Laudine begann die Diskussion am 12.09.06 (10:35) :

Liebe Tucholsky-Freunde, ich habe gesehen, dass Anfang des Jahres eine Diskussion zu Tucholsky hier im Forum geführt wurde, die aber leider bereits geschlossen ist. Ich suche dringend eine Literaturangabe zu einem Tucholsky-Zitat und kann sie einfach nicht finden! Das Zitat ist weitläufig bekannt: "Ich habe Erfolg, aber keine Wirkung.". Überall finde ich aber nur den Hinweis auf die Jahreszahl. Ich vermute, dass es in einem Brief erschienen ist, sitzte aber vor meinen Gesammelten Werken und kann es einfach nicht finden. Kann mir vielleicht jemand weiterhelfen? Ich wäre Ihnen sehr dankbar.
Beste Grüße
Claudia


 pilli antwortete am 12.09.06 (10:55):

gefunden habe ich das zitat bei den Rundbriefen der Kurt Tucholsky Gesellschaft und zitiere aus dem Rundbrief August 2003, den ich im link für dich einfüge:

...

"Wie kommt die Verfasserin ihrem Anliegen nach?
Sie wählt den chronologischen Zugang zu Autor und Werk in vier Kapiteln:

1. Vom Reich zur Weimarer Republik (1890-1918)
"Nicht mehr, noch nicht" (was auch der Titel des ganzen Buches ist)

2. Berlin (1919-1923)
"Der Feind steht rechts"

3. Paris (1924-1929)
"Hier bin ich Mensch - und nicht nur Zivilist"

4. Schweden (1930-1935)
"Ich habe Erfolg, aber keine Wirkung"

In diesen Kapiteln geht es nicht in erster Linie um biographische Fakten, sondern um die Schwerpunkte von Tucholskys literarischer und publizistischer Tätigkeit in diesen Lebensabschnitten, um fundierte Darstellung sowie politische und literarische Auseinandersetzung mit seinem Werk, das in seiner ganzen Breite sichtbar gemacht werden soll. Böhme-Kuby bringt eine Fülle von Zitaten, nicht nur die dem Tucholsky-Kenner altvertrauten, sondern auch viele erst aus neuesten Tucholsky-Forschungen und -Editionen zutage geförderten, was intensive Beschäftigung mit neuesten Veröffentlichungen zeigt."

...

vielleicht hilft es dir weiter?

:-)

Internet-Tipp: https://www.tucholsky-gesellschaft.de/Ktgesellschaft/Rundbrief/Rundbrief_0803.htm


 Laudine antwortete am 12.09.06 (11:56):

Hallo pilli,
vielen Dank für die schnelle Antwort. Den Beitrag auf der Seite der Kurt-Tucholsky-Gesellschaft habe ich auch gefunden und hatte mich auch schon gefreut. Leider steht auch hier keine genaue Angabe, wann und vor allem wo dieser Satz gefallen ist. Aber vielen Dank für Deine Mühe.
Beste Grüße
Claudia


 Literaturfreund antwortete am 12.09.06 (14:00):

Ist es diese STelle...?

K.T.: Im Mai 1931 schrieb er an den Publizisten Franz Hammer:

„Das, worum mir manchmal so bange ist, ist die Wirkung meiner Arbeit. Hat sie eine? (Ich meine nicht den Erfolg; er läßt mich kalt.)
Aber mir erscheint es manchmal als so entsetzlich wirkungslos: da schreibt man und arbeitet man – und was ereignet sich nun realiter in der Verwaltung? Bekommt man diese üblen und verquälten, quälenden invertierten Anstaltsweiber fort? Gehen die Sadisten? Werden die Bürokraten entlassen (...)? Das bedrückt mich mitunter."
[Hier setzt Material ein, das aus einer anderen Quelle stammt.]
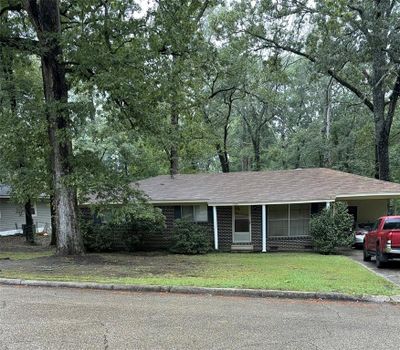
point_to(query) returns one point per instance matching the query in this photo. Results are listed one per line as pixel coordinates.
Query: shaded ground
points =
(391, 270)
(41, 318)
(279, 271)
(18, 244)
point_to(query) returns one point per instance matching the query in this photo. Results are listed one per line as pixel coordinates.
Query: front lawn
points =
(279, 271)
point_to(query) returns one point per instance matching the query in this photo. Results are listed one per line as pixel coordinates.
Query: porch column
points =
(264, 228)
(215, 227)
Kurt Tucholsky: Briefe. Auswahl 1913–1935. Berlin 1983, S. 255)

*
Ob K.T. den Gedanken nochmals anders formulierte, weiß ich nicht.
*

URL.: So was auf Pappe Gedrucktes gehört wohl zur Wirkung...?

Internet-Tipp: https://www.restauration-tucholsky.de/images/naviteil002.gif


 pilli antwortete am 12.09.06 (14:27):

jetzt habe ich mich festgebissen :-) und doch noch mal gesucht und siehe da; zumindest das "wann" könnte eingekreist werden:

...

»Ich habe Erfolg, aber keine Wirkung«, stellt Kurt Tucholsky bereits 1923 fest. Anfang der 20er Jahre schreibt er in der Hoffnung, daß sich nach dem Erlebnis der Zeitenwende, nach dem Fall der Monarchie und nach den Grausamkeiten des Krieges, nach der Revolution in dieser Republik etwas entwickeln wird, das er bejahen kann. Er glaubt sich im Einverständnis mit den »Massen« (was wäre Tucholsky ohne sein Publikum?) und schreibt gegen alles, was restaurativ gegen Frieden, Demokratie und Freiheit wirkt, er schreibt gegen Monarchie und Militarismus, gegen Klerus und Heuchelei, gegen eine korrupte Justiz und gegen den aufstrebenden Nationalsozialismus. Er schreibt und verläßt sich auf den Zauber des Wortes.

....

aber ein, erst letzte woche beim verlag *zweitausendeins* entdecktes und gekauftes buch blättre ich durch und lese quer; vielleicht entdecke ich noch hilfreiches?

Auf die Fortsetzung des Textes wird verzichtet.